Lt. Leary, Commanding by David Drake

Adele looked at him. Kelburney wasn’t a stupid man, but living in this milieu of drunken pirates had led him to the habit of making stupid boasts.

“And I’m not sure I could,” Kelburney added, in the same whimsical tone.

Daniel clasped him, forearm to forearm. “Astrogator Kelburney,” his amplified voice said. “Together we’ve put down a rebellion against your authority and an affront to the Republic of Cinnabar. I now request that you and your siblings join the RCN in teaching a lesson to those on Strymon who think to revolt against Cinnabar sovereignty!”

Where Adele sat, shielded by the curve of the corvette’s hull, Daniel’s voice through the speakers on the dorsal ridge was merely loud. In the front rank of the assembly it would be painful, though of course most of those listening had numbed themselves with ethanol.

“God’s blood you’re a clever bastard,” Kelburney whispered. He faced the assembly, raising his hands as Daniel had done a moment before. Adele nodded to him.

“Siblings of the stars!” Kelburney thundered. “We’ve lived with the libels of the sanctimonious merchants of Strymon for as many generations as we’ve gone into space. Their lies, their treachery, these are well known to you.”

He held out his left arm toward Daniel as though demonstrating a prized possession. “I’ve discussed these matters with Admiral Leary here, the son of Speaker Leary, the Emperor of Cinnabar. He has agreed to put the resources of the RCN at our disposal, to chastise the hypocrites of Strymon once and for all. Are you with me, siblings?”

Daniel glanced aside toward Adele and mouthed, “Does shit stink?”

He could have shouted his joke through the corvette’s speakers and still not been heard. The assembly’s cheers of agreement had a savage undertone, like the growls of great carnivores expecting to be fed momentarily.

The Astrogator faced Daniel. “Admiral Leary,” he said, “how long will it take you to prepare for this great joint enterprise?”

“Astrogator Kelburney,” Daniel said. “My ship and crew are ready to lift immediately, but I’ll need twenty minutes to transmit the course and attack instructions to your vessels. I await your readiness.”

He and Kelburney were playacting for a group of adults with the simplicity and cruelty of children, but there was nothing in it to raise a smile. Except perhaps a rictus like that which lifted Aretine’s lips the last time Adele had seen her. . . .
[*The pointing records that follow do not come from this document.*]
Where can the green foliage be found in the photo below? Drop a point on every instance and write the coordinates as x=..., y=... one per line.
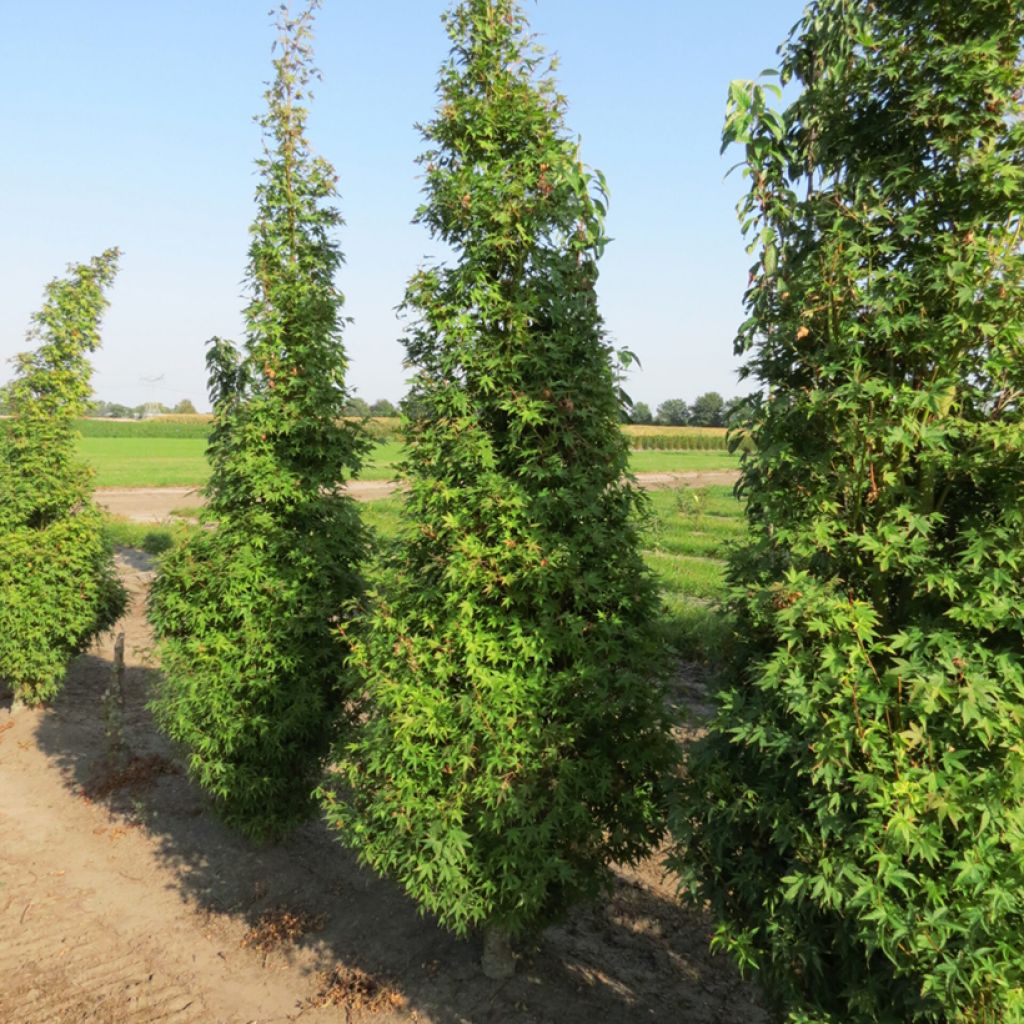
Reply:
x=192, y=430
x=58, y=587
x=641, y=413
x=513, y=740
x=856, y=817
x=673, y=413
x=708, y=411
x=246, y=613
x=358, y=408
x=383, y=409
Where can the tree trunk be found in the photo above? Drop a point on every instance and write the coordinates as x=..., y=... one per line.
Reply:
x=499, y=960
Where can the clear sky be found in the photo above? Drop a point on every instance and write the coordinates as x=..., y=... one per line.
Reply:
x=130, y=124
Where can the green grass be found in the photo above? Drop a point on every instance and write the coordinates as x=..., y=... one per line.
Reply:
x=681, y=462
x=692, y=534
x=145, y=462
x=380, y=465
x=197, y=429
x=180, y=462
x=692, y=531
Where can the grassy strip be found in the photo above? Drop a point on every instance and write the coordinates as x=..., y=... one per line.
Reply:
x=386, y=429
x=180, y=462
x=195, y=427
x=145, y=462
x=691, y=532
x=681, y=462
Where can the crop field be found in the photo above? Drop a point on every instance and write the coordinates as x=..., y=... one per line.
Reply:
x=685, y=547
x=180, y=462
x=160, y=461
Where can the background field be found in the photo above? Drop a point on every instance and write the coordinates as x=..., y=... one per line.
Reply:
x=171, y=454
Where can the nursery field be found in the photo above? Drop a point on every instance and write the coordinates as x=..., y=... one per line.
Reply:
x=179, y=920
x=128, y=901
x=175, y=462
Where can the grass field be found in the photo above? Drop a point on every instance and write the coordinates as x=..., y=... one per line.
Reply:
x=180, y=462
x=692, y=531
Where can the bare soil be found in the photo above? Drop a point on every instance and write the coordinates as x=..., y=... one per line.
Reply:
x=155, y=505
x=123, y=899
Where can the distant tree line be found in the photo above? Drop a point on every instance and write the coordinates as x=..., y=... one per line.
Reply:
x=115, y=411
x=709, y=410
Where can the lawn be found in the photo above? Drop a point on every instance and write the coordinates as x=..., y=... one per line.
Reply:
x=681, y=462
x=691, y=532
x=180, y=462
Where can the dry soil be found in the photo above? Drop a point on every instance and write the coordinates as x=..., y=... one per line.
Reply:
x=123, y=899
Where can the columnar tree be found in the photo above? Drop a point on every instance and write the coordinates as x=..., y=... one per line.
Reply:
x=246, y=612
x=58, y=588
x=512, y=741
x=855, y=817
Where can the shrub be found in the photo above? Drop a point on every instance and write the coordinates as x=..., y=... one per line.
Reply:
x=58, y=588
x=513, y=741
x=246, y=613
x=855, y=816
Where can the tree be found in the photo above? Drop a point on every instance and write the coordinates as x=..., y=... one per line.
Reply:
x=58, y=587
x=708, y=411
x=383, y=408
x=641, y=413
x=854, y=818
x=247, y=613
x=512, y=742
x=673, y=413
x=356, y=408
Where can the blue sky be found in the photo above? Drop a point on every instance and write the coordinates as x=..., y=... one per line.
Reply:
x=130, y=124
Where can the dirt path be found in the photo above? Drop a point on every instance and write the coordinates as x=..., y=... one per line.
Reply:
x=156, y=504
x=123, y=899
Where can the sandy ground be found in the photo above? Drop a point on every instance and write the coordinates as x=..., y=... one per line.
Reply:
x=156, y=504
x=123, y=899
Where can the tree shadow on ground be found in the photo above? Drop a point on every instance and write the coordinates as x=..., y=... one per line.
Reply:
x=636, y=956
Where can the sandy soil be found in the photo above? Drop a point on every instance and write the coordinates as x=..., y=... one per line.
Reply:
x=123, y=899
x=156, y=504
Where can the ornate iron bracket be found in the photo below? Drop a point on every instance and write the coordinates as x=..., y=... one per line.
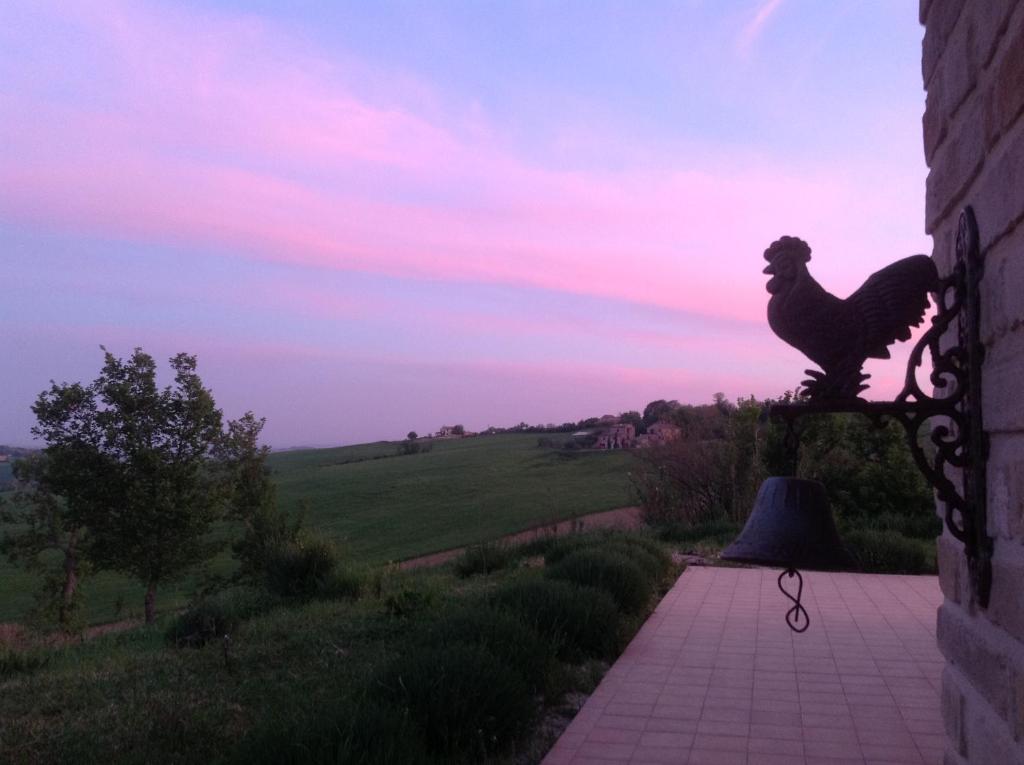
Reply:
x=956, y=470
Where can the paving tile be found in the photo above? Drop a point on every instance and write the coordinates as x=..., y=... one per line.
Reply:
x=716, y=757
x=613, y=735
x=657, y=756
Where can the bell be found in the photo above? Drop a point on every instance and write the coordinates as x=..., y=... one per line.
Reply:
x=791, y=526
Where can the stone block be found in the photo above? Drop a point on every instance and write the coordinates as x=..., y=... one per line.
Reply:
x=1001, y=384
x=1006, y=607
x=955, y=165
x=967, y=644
x=1005, y=81
x=944, y=244
x=952, y=567
x=942, y=15
x=1003, y=287
x=923, y=9
x=988, y=740
x=1006, y=490
x=952, y=713
x=998, y=194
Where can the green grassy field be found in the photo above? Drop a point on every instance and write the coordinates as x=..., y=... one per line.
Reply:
x=461, y=492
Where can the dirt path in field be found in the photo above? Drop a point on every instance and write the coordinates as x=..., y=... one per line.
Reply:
x=623, y=517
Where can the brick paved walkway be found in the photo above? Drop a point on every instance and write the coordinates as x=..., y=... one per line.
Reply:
x=715, y=676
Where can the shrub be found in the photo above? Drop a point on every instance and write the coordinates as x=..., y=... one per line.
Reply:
x=464, y=700
x=647, y=554
x=583, y=622
x=20, y=662
x=501, y=633
x=343, y=584
x=365, y=733
x=611, y=571
x=890, y=552
x=716, y=533
x=300, y=569
x=409, y=601
x=216, y=615
x=482, y=559
x=924, y=525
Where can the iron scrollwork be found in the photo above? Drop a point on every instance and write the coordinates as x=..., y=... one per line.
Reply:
x=955, y=465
“To your ships, siblings!” Kelburney said, shaking his right fist. “We lift in half an hour!”

The cheers of the dispersing pirates were lost in the snarl and whine of their vehicles’ engines. They were in motion, swarming toward their cutters, before the last echoes of the Astrogator’s voice had died away.

Kelburney looked at Daniel with an expression compounded of admiration and pique. “You’ve really got a battle plan?” he asked.

“I had to do something while you were planning your charade, Astrogator,” Daniel said. “I think you’ll find it satisfactory, but frankly I’d have preferred to have gotten your input before I imposed it on you. Another time, perhaps you won’t choose to keep yourself incommunicado when there’s work to be done.”

“Another time!” Kelburney said. Then he grinned at first Daniel, then Adele, and added, “But you do make life interesting, RCN.”

Chapter Thirty

The sixty-seven Selma cutters plotted on Daniel’s display vanished and reappeared, moving toward Strymon in short hops through the Matrix. It was like watching a swarm of locusts leapfrogging one another as they advanced. Though there seemed no organization, the motion was as inexorable as the rising tide.

The four Strymonian frigates orbiting the planet shook out their sails, then slipped into the Matrix themselves rather than contest with a force ten times superior to them. The Princess Cecile was already above the planet, broadcasting her warning to Commodore Pettin’s ships below.

“A very pretty play,” said Lt. Mon, who was viewing the same simulation from the Battle Direction Center. “Now, if we can only get the other actors to follow the script. And if the next scene isn’t the Alliance squadron thundering down on us because our new allies didn’t destroy the relay satellites before the guardships got a message off to Tanais. That’s going to take some tricky astrogation.”